We never saw Mr. Penn again. The years went by, the town grew, people moved in, people moved on. I married Cathy, we had children, they grew up and left us. I tracked the town’s statistics on car accidents, fires and other disasters, and they declined from the year Mr. Penn came. But without knowing how many people he insured it is difficult to say whether Stetler was the cause. I could have done a proper survey, but was always too busy to start.

As I get older, I think of Mr. Penn more and more. I think of that stooped and limping figure, with his out-of-fashion clothes and his pencil and notebook, and wonder why he was not better synchronized with our time. But I suppose from the perspective of eternity there is no difference between one time and another, and all technologies are the same.

In some other version of reality, Mr.

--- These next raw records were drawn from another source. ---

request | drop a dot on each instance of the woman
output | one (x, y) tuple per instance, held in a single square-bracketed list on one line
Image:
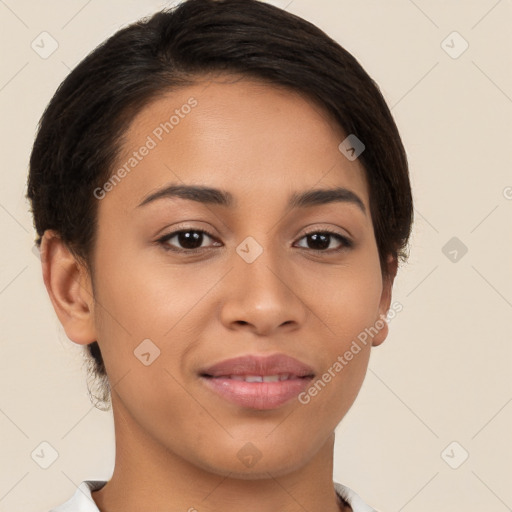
[(222, 200)]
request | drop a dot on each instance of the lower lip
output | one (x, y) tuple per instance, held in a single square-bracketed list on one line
[(257, 395)]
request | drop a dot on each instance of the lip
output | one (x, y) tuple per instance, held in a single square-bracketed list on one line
[(258, 395)]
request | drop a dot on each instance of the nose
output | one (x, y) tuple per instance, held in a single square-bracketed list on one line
[(263, 296)]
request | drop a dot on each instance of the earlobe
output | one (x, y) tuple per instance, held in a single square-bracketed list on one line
[(69, 288), (385, 301)]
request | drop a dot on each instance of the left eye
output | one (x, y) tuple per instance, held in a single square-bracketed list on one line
[(322, 239), (191, 240)]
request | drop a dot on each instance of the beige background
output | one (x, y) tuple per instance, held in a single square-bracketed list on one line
[(443, 374)]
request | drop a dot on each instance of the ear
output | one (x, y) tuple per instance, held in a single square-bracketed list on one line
[(70, 289), (385, 301)]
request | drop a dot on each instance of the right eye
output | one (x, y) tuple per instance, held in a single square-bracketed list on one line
[(190, 240)]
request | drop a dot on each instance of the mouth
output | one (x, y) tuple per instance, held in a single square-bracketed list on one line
[(257, 382)]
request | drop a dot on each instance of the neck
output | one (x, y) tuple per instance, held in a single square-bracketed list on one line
[(148, 476)]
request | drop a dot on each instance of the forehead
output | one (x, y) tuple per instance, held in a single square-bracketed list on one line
[(238, 134)]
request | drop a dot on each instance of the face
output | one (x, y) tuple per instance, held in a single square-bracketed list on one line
[(182, 284)]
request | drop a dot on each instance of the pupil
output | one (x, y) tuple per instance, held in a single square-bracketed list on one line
[(321, 239), (189, 241)]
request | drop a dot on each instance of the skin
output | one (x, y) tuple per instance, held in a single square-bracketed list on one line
[(177, 441)]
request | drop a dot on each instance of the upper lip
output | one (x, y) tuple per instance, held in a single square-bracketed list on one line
[(259, 365)]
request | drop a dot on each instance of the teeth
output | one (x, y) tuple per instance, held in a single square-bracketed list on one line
[(260, 378)]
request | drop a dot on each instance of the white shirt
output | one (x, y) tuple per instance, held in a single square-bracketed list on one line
[(82, 500)]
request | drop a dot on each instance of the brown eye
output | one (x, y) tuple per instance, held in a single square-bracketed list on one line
[(186, 239), (321, 240)]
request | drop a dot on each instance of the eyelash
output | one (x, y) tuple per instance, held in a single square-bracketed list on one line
[(346, 243)]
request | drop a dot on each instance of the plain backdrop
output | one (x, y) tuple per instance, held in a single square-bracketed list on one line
[(431, 427)]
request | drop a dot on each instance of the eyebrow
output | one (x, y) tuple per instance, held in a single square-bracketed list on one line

Penn would be limping along the street or what passes there for a street—and doing the same in world upon imaginary world tangential to this. What the final sum would be of all the real and imaginary risks he garnered for his portfolio I could not guess.

But I think I begin to understand his math. For the math to work out, the right to accidental death must somehow have a positive value. And as I get older and contemplate getting older still, as I see in me and Cathy the decline of capability, of memory, of personality itself, I am beginning to understand that it has.